I don't really have any strong conclusions: we can see during lockdown less [old] people died than the previous year - but it was similar to 2015, and I'm not sure what the significance of that year was. We don't necessarily know why, although we might try to guess. We might say it was from less disease being spread, or we might say it was because they did literally nothing, which carries almost zero risk. It might be they didn't get chemo treatment, and chemo is a bitch. But we are only guessing, and the only thing I know for sure is I don't have that information and a guess is not a fact.

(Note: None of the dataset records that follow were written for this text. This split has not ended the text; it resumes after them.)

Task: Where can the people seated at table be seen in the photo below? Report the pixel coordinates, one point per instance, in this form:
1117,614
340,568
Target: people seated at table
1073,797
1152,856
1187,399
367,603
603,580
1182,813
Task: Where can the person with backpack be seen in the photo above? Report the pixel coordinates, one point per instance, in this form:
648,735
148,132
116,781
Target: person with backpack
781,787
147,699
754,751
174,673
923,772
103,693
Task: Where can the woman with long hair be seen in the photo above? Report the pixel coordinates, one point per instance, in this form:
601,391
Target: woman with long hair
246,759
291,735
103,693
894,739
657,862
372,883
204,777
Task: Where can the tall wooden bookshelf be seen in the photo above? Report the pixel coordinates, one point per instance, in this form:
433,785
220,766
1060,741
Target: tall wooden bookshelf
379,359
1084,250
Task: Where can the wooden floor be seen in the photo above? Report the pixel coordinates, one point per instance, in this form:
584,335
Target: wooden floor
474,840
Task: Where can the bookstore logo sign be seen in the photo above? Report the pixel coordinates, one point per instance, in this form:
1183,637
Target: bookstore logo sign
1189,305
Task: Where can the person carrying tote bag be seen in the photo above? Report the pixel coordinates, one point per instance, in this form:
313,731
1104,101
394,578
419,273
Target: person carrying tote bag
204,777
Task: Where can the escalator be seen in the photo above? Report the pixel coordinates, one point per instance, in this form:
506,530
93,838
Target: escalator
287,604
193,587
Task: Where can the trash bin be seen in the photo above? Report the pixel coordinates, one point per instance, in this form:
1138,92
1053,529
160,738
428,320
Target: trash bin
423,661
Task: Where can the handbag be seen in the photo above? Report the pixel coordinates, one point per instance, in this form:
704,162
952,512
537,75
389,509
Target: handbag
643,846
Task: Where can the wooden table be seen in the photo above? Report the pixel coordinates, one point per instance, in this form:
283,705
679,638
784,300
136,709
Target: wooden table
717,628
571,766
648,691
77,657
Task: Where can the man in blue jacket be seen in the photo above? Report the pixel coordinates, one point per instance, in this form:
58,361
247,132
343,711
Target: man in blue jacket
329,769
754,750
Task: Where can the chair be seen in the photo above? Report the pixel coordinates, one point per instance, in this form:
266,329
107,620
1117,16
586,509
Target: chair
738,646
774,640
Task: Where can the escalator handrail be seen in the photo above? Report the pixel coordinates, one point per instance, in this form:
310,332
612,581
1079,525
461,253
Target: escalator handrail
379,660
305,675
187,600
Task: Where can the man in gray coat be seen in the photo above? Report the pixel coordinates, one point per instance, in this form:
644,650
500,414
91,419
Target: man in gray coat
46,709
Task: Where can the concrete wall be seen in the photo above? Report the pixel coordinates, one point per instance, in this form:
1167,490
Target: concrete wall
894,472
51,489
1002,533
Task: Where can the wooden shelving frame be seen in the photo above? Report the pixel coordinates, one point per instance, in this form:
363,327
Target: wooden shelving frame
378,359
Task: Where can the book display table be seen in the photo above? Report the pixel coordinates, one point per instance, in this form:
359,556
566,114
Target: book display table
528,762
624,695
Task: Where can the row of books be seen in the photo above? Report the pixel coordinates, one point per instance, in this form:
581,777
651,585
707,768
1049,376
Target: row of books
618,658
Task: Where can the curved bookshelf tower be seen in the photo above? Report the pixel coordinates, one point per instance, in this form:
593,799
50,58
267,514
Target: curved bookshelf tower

It also shows that more [old] people are dying now than in the last 10 years, which we also don't have the information for. The increase is still not alarming. It's ~3.55 per thousand rather than a low of ~3.3. Assuming 1M old people, that's a difference of ~250 people (I don't know what the numbers are). I don't know what these people are dying from, which probably matters. If they were all suicides, that would mean something different to if they were all boating accidents, versus all cancer, and so on.

If the trend continues and old people continue to die at higher and higher rates, we might conclude life expectancy is going down, but we have to wait and see. It might be their chemo was delayed, so now they're dying from treatment. I don't know, I'm just being cynical about chemo because it's one of those things where the cure can sometimes be worse than the disease and people have to take their chances. I say it tongue in cheek, and I'm not strongly anti-chemo, it's just an example. I don't have the information.

It looks like nothing [much] changed for the under 40s, which is interesting considering we went through "the most deadly pandemic of our lives". So deadly that we ended up all getting sick and still not a blip, even from those who refused.

Lockdown was a very expensive exercise, so it would probably have been cheaper to give free trips to Disneyland to every family whose grandma died. Not saying that's the best option, but in reality, it would probably have cost only millions instead of billions.